Recent actions by the federal government and by an increasing number of states, suggest that at least awareness of the problem is growing. The Medicare Improvements for Patients and Providers Act (MIPPA) of 2008,16 the Children’s Health Insurance Program Reauthorization Act (CHIPRA)17 and the Health Information Technology and Clinical Health Act (HITECH) of 200918 contain multiple provisions addressing cultural and linguistic competence and health care disparities. The recently enacted Patient Protection and Affordable Care Act (HR. 3590) also addresses these issues, including collection and analyses of race, ethnicity and language data; national strategies for quality improvement (which include disparities reduction); and health workforce development for under-represented minorities. The enactment of the American Recovery and Reinvestment Act (ARRA), CHIPRA and the Office of the National Coordinator of Health Information Technology (HIT) provisions regarding “meaningful use” of HIT may signal the start of a more active federal role.

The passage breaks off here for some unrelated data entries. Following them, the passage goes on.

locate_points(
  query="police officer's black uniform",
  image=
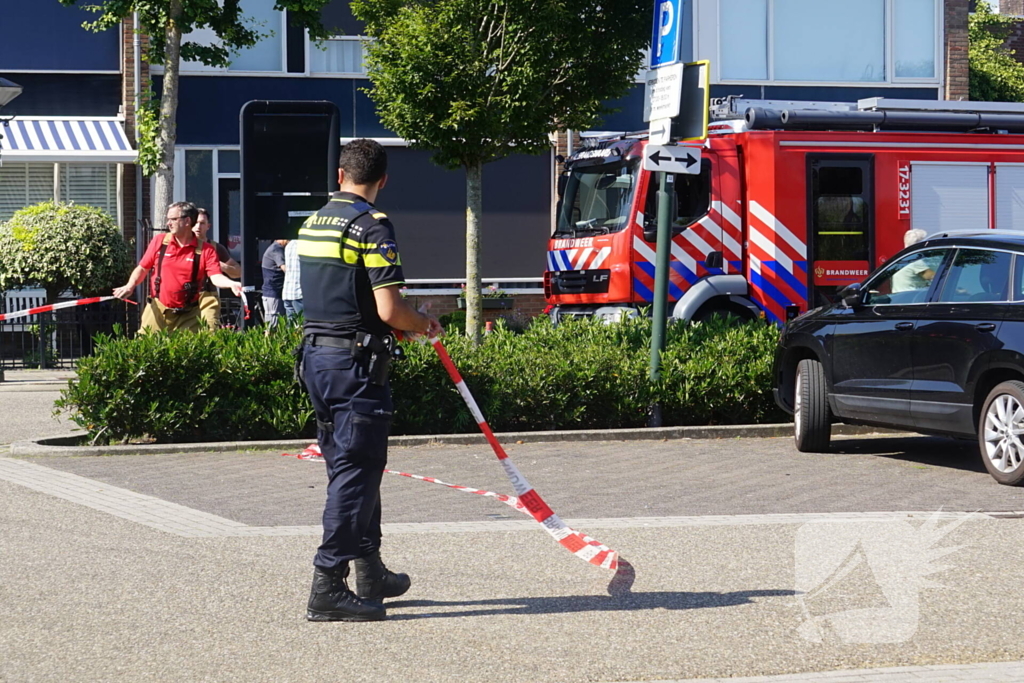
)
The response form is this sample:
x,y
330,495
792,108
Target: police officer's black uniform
x,y
346,250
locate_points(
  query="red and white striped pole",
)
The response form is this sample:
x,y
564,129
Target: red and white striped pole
x,y
580,545
55,306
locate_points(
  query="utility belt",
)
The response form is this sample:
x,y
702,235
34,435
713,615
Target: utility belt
x,y
375,352
167,309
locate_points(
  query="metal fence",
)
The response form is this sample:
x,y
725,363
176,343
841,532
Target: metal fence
x,y
57,339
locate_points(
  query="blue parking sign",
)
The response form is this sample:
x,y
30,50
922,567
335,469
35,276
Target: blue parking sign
x,y
666,37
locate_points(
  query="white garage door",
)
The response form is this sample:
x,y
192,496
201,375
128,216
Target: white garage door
x,y
949,197
1010,197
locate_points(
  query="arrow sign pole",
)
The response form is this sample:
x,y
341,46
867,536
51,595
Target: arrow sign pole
x,y
666,195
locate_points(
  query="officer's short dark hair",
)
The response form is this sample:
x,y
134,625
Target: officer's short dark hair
x,y
364,161
186,209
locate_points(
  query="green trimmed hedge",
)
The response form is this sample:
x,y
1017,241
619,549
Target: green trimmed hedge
x,y
581,375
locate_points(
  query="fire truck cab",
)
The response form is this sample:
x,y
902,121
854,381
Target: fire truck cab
x,y
793,202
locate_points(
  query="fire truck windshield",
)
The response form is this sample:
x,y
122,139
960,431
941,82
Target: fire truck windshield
x,y
596,199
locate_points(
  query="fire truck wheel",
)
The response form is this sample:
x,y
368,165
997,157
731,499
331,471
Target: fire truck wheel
x,y
812,418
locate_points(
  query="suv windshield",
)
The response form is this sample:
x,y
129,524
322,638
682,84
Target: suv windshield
x,y
597,199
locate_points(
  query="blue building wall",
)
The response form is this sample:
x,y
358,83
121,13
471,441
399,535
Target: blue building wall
x,y
43,35
209,105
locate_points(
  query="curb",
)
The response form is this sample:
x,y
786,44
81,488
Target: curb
x,y
64,445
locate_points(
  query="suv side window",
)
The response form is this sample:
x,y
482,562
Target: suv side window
x,y
977,274
905,281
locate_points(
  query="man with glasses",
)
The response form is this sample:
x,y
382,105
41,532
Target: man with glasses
x,y
182,262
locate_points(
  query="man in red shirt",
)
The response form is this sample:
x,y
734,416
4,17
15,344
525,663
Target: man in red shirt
x,y
182,262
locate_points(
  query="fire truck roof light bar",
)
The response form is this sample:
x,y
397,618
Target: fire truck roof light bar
x,y
887,104
760,119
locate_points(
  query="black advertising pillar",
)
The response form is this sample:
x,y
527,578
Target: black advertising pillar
x,y
290,152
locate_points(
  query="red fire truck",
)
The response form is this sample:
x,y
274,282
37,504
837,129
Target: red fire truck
x,y
793,201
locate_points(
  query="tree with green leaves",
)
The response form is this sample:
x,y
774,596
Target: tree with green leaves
x,y
167,22
994,72
61,247
478,80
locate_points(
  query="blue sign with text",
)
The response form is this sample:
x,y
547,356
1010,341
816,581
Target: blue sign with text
x,y
666,43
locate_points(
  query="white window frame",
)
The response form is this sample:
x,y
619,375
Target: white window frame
x,y
310,46
707,28
197,69
178,193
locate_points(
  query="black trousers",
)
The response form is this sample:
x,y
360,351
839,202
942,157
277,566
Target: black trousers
x,y
355,452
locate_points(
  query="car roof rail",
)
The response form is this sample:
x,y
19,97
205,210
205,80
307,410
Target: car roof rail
x,y
966,232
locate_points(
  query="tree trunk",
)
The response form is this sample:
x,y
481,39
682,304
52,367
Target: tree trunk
x,y
163,193
474,211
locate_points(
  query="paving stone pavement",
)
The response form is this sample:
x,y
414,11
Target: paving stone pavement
x,y
27,403
196,566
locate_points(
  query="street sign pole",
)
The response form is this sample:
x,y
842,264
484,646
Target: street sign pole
x,y
660,313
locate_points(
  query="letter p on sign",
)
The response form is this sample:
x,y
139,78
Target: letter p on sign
x,y
665,34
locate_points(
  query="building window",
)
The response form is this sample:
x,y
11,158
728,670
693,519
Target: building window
x,y
341,54
828,41
23,184
744,39
91,184
266,55
914,56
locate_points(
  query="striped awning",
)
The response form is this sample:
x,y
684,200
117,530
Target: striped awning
x,y
66,139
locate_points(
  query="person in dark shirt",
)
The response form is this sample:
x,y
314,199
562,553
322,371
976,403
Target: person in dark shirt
x,y
351,278
209,302
273,283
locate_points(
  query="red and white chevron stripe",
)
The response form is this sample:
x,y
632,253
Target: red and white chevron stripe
x,y
582,546
53,306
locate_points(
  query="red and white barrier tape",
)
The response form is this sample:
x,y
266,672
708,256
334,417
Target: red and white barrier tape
x,y
55,306
582,546
611,561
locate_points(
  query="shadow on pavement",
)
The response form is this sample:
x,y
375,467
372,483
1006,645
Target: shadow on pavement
x,y
934,451
583,603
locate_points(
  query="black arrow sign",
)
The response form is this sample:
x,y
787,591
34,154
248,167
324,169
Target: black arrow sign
x,y
657,158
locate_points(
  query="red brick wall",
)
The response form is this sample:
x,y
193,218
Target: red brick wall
x,y
128,109
955,49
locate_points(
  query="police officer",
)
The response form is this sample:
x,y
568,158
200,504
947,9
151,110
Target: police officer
x,y
350,276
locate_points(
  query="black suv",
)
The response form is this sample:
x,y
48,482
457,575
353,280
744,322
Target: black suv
x,y
932,342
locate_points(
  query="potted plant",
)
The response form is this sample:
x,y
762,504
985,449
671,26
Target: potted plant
x,y
493,298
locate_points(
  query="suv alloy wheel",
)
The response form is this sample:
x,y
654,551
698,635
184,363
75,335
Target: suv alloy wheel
x,y
1000,433
812,417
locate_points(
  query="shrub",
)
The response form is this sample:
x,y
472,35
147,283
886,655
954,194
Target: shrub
x,y
580,375
62,246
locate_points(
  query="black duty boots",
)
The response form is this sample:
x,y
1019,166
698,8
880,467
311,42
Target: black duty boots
x,y
375,582
330,600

As these laws are implemented, accompanied by increased funding for technical assistance, research and dissemination, we must identify the greatest opportunities to reduce disparities. The objective of this report is to catalog current, national-level activities to reduce health care disparities and identify gaps and opportunities to accelerate progress in closing the quality chasm. Throughout this paper, the term “health care disparities” is intended to convey both the differences in health care services based on racial, ethnic or linguistic differences and the failure to deliver culturally and linguistically appropriate services.


We conducted an Internet search of existing activities to reduce health care disparities, and interviewed experts in language access, cultural competence and disparities for their perspectives about challenges and opportunities.

We sought national-level activities using combinations of the following search terms: health care, cultural competency, language access, disparities, equity, culturally and linguistically appropriate services, multicultural, minority, underserved, vulnerable populations.

To keep our search manageable and focused on efforts with the potential for national effect, we excluded activities with a disease-specific, population-specific or organization-specific focus; activities regarding social determinants of health disparities; and activities focused on research that did not have an immediate action or implementation aim. We classified activities based on strategy, target audience, topic and funding source. We asked implementing organizations to review our information for accuracy. Iterative reviews by disparities experts identified missing activities and helped classify them.